Acute Myeloid Leukemia (AML) is an aggressive cancer of the blood and bone marrow, primarily affecting older adults, with an average diagnosis age of 69. It arises from the rapid growth of immature myeloblasts, disrupting healthy blood cell production and causing symptoms like fatigue, infections, and bleeding. Though rare—comprising 1% of cancers and a third of adult leukemias—AML’s impact is profound, with steady incidence rates of 4.2 cases per 100,000 annually from 2017-2021.
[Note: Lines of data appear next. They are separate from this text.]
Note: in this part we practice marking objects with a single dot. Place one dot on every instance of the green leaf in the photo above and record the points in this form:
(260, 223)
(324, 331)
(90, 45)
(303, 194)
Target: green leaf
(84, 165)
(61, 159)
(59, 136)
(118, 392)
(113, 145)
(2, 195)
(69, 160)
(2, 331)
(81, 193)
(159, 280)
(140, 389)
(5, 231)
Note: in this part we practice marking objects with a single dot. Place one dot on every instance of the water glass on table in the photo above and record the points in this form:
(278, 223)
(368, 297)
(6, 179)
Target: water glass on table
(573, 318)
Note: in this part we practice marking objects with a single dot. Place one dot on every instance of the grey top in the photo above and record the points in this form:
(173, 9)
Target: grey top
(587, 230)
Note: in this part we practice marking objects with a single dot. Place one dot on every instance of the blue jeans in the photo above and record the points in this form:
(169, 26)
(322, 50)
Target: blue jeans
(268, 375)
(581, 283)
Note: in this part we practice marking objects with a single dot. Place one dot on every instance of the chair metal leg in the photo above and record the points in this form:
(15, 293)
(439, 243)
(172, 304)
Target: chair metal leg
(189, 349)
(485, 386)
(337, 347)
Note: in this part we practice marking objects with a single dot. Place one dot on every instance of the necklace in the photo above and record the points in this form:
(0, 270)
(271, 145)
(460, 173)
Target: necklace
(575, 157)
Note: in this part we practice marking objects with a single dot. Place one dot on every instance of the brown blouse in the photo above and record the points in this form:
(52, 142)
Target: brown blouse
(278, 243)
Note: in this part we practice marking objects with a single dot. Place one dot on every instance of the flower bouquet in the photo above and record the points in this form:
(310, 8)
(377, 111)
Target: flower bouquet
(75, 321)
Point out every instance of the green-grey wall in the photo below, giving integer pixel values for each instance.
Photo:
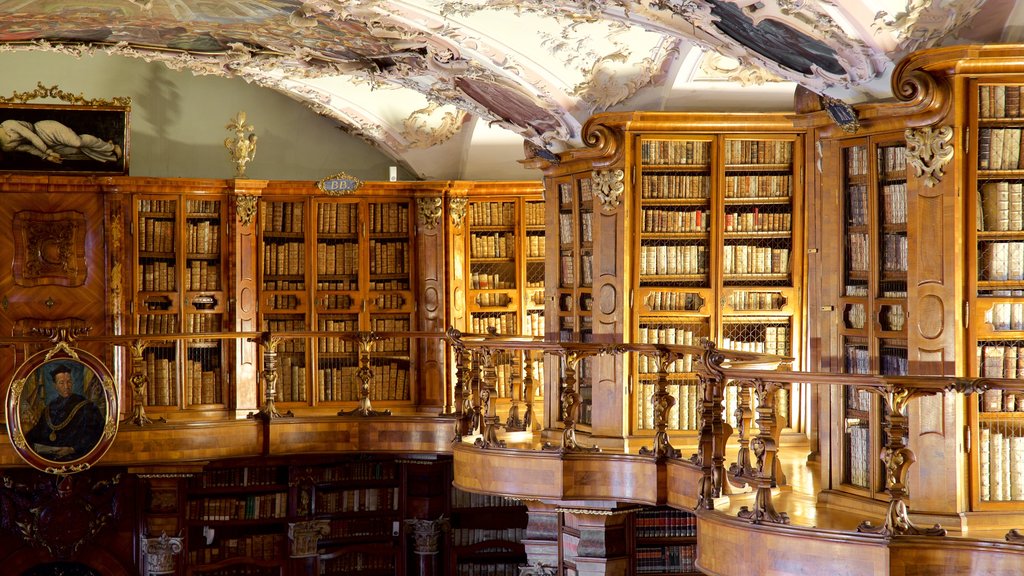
(178, 120)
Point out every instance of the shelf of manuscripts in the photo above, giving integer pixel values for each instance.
(758, 212)
(675, 213)
(665, 541)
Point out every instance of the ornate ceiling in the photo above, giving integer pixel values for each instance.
(409, 75)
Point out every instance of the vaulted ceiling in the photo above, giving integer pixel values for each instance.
(409, 75)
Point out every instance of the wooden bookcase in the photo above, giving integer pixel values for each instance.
(664, 541)
(180, 285)
(694, 223)
(339, 264)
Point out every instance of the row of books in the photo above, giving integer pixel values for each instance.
(159, 276)
(202, 385)
(894, 248)
(200, 275)
(998, 101)
(754, 300)
(758, 186)
(675, 187)
(1000, 205)
(1000, 464)
(664, 523)
(497, 323)
(253, 506)
(756, 220)
(162, 377)
(860, 454)
(492, 245)
(391, 217)
(284, 258)
(1000, 401)
(388, 257)
(203, 238)
(672, 220)
(761, 339)
(337, 257)
(743, 258)
(470, 536)
(664, 560)
(684, 414)
(894, 204)
(999, 149)
(534, 213)
(355, 469)
(494, 281)
(352, 563)
(758, 152)
(856, 209)
(1006, 316)
(998, 360)
(356, 499)
(493, 213)
(283, 216)
(663, 300)
(681, 334)
(147, 205)
(673, 259)
(158, 323)
(255, 546)
(157, 235)
(675, 152)
(535, 246)
(892, 159)
(336, 217)
(1000, 261)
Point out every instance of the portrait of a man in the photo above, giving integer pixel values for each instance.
(69, 420)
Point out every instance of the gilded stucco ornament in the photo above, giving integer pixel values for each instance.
(928, 151)
(608, 188)
(430, 210)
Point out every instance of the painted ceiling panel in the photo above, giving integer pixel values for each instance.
(408, 75)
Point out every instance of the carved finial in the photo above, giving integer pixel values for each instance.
(243, 146)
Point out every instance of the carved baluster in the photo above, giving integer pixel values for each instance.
(514, 422)
(663, 403)
(139, 379)
(366, 375)
(489, 421)
(269, 409)
(897, 458)
(711, 443)
(765, 448)
(570, 401)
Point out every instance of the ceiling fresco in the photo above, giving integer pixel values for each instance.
(408, 75)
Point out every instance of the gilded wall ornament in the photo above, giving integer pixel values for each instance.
(245, 206)
(243, 147)
(608, 188)
(928, 151)
(430, 210)
(457, 207)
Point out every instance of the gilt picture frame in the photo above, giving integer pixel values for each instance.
(61, 410)
(78, 135)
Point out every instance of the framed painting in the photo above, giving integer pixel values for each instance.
(61, 410)
(79, 136)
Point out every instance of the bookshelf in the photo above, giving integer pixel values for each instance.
(996, 292)
(873, 300)
(357, 278)
(180, 287)
(715, 259)
(665, 541)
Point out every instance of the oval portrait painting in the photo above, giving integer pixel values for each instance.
(61, 410)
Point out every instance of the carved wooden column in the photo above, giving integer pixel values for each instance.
(897, 458)
(425, 536)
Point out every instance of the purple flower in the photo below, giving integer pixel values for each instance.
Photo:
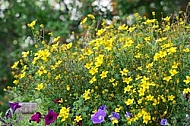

Risk factors include advanced age, smoking, exposure to toxins like benzene, prior chemotherapy, and genetic predispositions, though heredity is uncommon. Diagnosis involves symptom review, physical exams, blood tests, bone marrow biopsies, and cytogenetic analyses to detect genetic abnormalities.
Treatment starts with remission induction therapy to eliminate leukemia cells, followed by consolidation therapy to target residuals. Chemotherapy, using drugs like azacitidine and daunorubicin, is standard, while radiation or stem cell transplants may be used for some. Targeted therapies offer new options. Side effects, such as fatigue, infections, and graft-versus-host disease from transplants, vary, requiring close monitoring and management.
Prognosis depends on age, health, and leukemia traits. About two-thirds achieve remission with induction therapy, but the five-year survival rate is 31.9%, reflecting AML’s severity. Early detection and treatment are critical. Though rare, AML’s challenges underscore the need for awareness and research to improve outcomes.